The possibility of renewed monetary tightening in the euro zone is back on the table as policymakers grapple with shifting inflation dynamics and external shocks to energy markets.

Christine Lagarde, president of the European Central Bank, indicated on Wednesday that interest rates could be raised even if an anticipated surge in inflation proves temporary. Her remarks reflect growing concern within the central bank after it revised its inflation outlook upward, now expecting prices to exceed its 2% target in the near term.

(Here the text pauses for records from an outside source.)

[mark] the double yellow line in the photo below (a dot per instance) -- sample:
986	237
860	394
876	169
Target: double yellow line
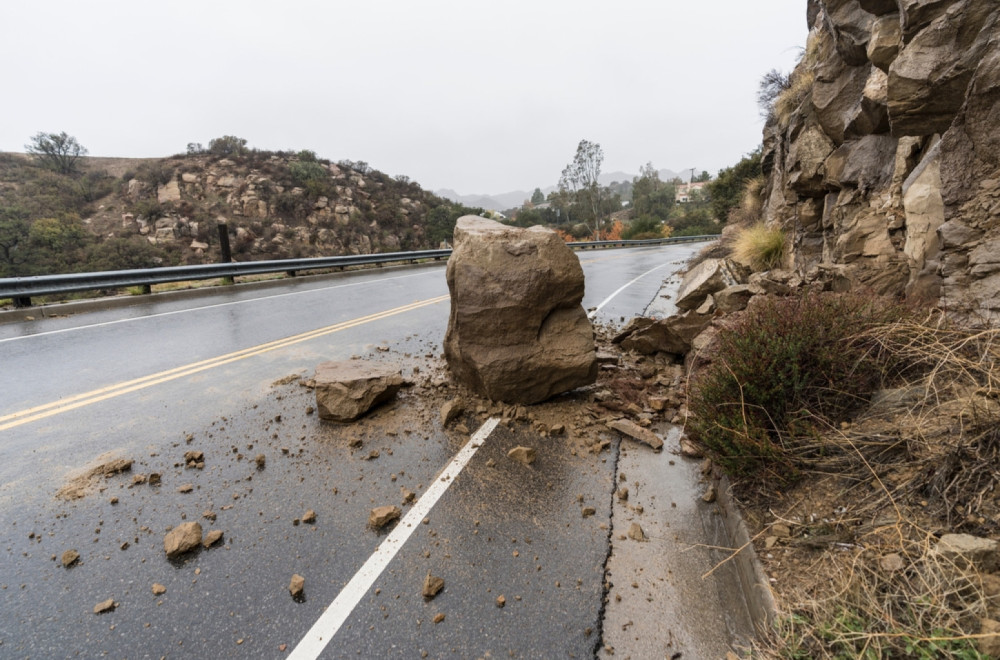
21	417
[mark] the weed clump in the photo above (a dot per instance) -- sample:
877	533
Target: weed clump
783	368
760	247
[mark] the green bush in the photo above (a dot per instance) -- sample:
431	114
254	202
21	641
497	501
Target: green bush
784	366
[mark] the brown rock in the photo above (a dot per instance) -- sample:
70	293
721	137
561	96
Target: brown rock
348	389
451	410
181	539
383	515
517	331
297	586
212	538
525	455
632	430
432	586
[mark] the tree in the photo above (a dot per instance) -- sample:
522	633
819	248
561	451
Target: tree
726	190
57	151
582	176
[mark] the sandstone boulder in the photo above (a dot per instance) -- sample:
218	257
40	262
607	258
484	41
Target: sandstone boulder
929	78
705	279
517	331
348	389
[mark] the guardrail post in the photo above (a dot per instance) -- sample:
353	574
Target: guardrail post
224	248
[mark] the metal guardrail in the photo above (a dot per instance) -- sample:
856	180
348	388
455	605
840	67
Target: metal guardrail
22	289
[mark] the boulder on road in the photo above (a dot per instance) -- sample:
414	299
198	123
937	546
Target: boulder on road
517	331
348	389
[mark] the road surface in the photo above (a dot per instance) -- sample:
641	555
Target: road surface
218	374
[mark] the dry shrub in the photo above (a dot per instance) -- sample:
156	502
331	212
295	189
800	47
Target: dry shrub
760	247
800	84
784	371
920	608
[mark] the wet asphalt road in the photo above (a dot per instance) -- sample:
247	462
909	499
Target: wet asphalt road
147	378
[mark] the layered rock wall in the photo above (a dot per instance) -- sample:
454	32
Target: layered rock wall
883	156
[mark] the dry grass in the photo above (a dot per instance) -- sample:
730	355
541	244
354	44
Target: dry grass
791	98
923	459
760	247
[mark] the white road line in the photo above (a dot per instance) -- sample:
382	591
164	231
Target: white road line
217	305
622	288
336	614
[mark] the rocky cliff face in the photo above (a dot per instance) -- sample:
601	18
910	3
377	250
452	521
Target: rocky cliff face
883	156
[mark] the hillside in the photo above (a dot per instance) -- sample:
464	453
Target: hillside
132	213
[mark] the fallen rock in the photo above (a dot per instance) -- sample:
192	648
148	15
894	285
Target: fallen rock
383	515
432	586
451	410
705	279
689	449
297	586
525	455
181	539
632	430
517	331
348	389
966	550
212	538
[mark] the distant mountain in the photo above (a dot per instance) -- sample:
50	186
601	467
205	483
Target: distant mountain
514	198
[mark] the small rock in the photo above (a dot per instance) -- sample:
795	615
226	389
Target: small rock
451	410
689	449
781	530
70	557
297	586
636	432
525	455
432	586
383	515
182	538
212	538
892	562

Speaking at the “The ECB and Its Watchers” conference in Frankfurt, Lagarde explained that even a short-lived but significant overshoot in inflation could justify a measured policy response. She cautioned that failing to react at all could undermine public confidence in the ECB’s commitment to price stability, though she stopped short of outlining specific conditions or a timeline for any rate increase.

The euro zone had only recently seen inflation dip below the ECB’s target before rising again to 1.9% in February. However, escalating geopolitical tensions — particularly the conflict involving Iran and the near-total disruption of the Strait of Hormuz — have sharply driven up global oil and gas prices, complicating the inflation outlook across Europe.

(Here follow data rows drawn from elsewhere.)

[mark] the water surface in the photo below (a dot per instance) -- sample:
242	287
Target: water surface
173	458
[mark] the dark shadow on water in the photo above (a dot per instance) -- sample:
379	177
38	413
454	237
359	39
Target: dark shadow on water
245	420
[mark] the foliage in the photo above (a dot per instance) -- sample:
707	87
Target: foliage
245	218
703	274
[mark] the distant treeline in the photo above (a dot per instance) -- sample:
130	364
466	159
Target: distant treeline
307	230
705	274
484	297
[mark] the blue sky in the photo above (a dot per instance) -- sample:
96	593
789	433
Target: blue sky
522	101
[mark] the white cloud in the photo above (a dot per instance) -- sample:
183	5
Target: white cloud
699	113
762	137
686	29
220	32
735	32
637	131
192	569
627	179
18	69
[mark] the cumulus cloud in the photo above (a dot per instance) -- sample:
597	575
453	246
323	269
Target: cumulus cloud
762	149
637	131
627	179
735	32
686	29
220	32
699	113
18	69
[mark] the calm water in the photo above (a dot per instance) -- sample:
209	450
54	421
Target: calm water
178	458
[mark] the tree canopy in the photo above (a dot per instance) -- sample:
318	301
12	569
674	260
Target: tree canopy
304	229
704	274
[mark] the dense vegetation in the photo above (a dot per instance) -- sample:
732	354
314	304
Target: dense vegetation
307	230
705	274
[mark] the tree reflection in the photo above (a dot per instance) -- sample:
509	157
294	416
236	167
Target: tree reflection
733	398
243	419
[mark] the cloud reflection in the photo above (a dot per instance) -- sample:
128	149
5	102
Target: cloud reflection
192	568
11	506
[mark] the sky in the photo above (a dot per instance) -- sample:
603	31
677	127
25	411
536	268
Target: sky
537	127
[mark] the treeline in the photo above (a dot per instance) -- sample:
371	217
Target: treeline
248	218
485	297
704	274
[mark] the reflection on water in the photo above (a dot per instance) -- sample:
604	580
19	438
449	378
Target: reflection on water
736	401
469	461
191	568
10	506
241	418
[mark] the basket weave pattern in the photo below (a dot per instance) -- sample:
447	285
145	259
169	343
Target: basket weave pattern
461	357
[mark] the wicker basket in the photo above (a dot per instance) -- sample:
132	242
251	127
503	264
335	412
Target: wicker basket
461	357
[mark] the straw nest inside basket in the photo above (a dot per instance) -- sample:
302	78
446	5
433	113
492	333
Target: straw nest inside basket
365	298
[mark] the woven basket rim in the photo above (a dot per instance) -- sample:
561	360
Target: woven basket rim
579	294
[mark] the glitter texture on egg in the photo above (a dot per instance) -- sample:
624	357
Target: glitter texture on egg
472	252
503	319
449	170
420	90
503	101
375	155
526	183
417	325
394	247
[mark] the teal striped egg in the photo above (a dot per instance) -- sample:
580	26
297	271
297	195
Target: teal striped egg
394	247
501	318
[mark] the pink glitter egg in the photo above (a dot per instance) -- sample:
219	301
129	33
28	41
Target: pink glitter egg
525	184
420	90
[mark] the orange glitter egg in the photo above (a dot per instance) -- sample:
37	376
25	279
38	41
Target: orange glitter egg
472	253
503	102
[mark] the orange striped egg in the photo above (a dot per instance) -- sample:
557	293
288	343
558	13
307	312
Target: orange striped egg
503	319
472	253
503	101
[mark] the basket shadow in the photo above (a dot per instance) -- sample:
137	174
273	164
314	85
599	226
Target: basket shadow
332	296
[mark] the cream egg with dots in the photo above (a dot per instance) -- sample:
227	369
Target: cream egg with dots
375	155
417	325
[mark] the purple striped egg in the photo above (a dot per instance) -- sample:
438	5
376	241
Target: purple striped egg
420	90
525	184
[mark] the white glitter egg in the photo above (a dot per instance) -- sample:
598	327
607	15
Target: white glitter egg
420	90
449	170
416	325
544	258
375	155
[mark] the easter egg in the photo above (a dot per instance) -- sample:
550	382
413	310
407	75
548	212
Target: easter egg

In its latest projections, released after holding its key deposit rate at 2% last week, the ECB said it now expects headline inflation to average 2.6% in 2026, before easing to 2% in 2027 and 2.1% in 2028 under its baseline scenario. More pessimistic forecasts suggest inflation could climb as high as 4% this year, or even exceed 6% in early 2027 if energy market disruptions worsen significantly.

Lagarde emphasized that any sustained deviation from the ECB’s inflation target would require a proportionate policy response, potentially involving more forceful or prolonged tightening measures.

Meanwhile, the ECB’s chief economist, Philip Lane, highlighted that officials are closely monitoring corporate pricing behavior and wage trends, particularly for new hires, as key indicators of underlying inflation pressures.

Early data suggests the economic impact of the Iran conflict is already being felt. Business confidence has weakened, with private sector activity across manufacturing and services falling to a 10-month low in March, according to preliminary data from S&P Global.

The evolving situation underscores the delicate balancing act facing euro zone policymakers as they navigate between supporting economic growth and containing inflationary risks in an increasingly uncertain global environment.